Wednesday, May 14, 2014

Blog Tour: The Writing Process

Greetings, Internearthlings. I just made that word up. It's a combination of "Internet" and "earthlings."


So this post is part of The Writing Process Blog Tour, which you know if you read the title. And if you didn't, you can go read it now before you either proceed to the next paragraph or lose interest and wander over to YouTube hoping to find something more glorious than John Houseman hawking Puritan Oil. SPOILER: YOU WON'T. [UPDATE: The YouTube video is gone. What are you afraid of, YouTube? John Houseman and his healthful oil will not be silenced! I found them here!]

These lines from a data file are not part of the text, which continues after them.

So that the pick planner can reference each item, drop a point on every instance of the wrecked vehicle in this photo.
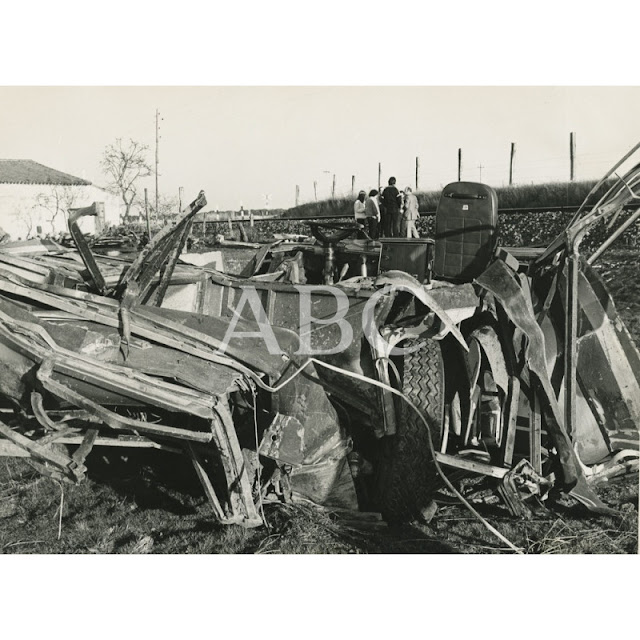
(440, 359)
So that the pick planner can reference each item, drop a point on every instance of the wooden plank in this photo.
(471, 465)
(203, 476)
(11, 450)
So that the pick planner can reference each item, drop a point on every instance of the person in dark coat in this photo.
(391, 202)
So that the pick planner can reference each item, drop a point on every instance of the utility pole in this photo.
(513, 153)
(157, 156)
(146, 213)
(572, 155)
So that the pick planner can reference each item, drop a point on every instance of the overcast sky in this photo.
(240, 144)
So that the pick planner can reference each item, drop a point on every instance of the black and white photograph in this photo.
(319, 319)
(252, 320)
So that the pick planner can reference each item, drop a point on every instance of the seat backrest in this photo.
(466, 231)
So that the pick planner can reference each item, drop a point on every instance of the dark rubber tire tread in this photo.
(408, 472)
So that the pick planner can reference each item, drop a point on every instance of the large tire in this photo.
(407, 469)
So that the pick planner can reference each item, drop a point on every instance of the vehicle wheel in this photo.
(407, 469)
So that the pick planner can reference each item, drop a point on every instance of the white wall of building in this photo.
(19, 208)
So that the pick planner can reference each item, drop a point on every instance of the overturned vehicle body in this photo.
(441, 359)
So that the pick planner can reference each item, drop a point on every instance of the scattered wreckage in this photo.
(352, 373)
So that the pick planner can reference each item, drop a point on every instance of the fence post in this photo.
(513, 153)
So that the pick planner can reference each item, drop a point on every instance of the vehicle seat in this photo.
(466, 231)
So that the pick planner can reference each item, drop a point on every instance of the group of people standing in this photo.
(392, 213)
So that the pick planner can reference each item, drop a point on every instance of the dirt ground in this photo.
(151, 502)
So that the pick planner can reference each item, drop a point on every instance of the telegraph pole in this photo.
(572, 155)
(146, 213)
(157, 156)
(513, 153)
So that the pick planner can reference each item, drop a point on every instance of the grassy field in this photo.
(552, 194)
(151, 502)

The Writing Process Blog Tour is a Blog Tour in which Writers discuss The Writing Process. You get tagged by a writer and you then tag another writer, and soon we will all know about The Writing Process of every writer on Internearth.

I was tagged by: 

Alicia Potter! Alicia's newest picture book, Jubilee! One Man's Big, Bold, and Very, Very Loud Celebration of Peace, illustrated by Matt Tavares, just came out from Candlewick Press and Publishers Weekly couldn't wait to throw a star at it because it is that fabulous. You can check out Alicia's other books here. And then you should buy them all because her books are amazeballs, and I don't pull out "amazeballs" very often.

There are four questions that are part of The Writing Process Blog Tour. Here they are.

What am I currently working on?
My next novel from St. Martin's Press! It's a kinda steampunky, kinda mythological fantasy called Redwing and it contains boiling water, ash, and extra-big ostriches. UPDATE: I have decided that its new title is Extra-Big Ostriches.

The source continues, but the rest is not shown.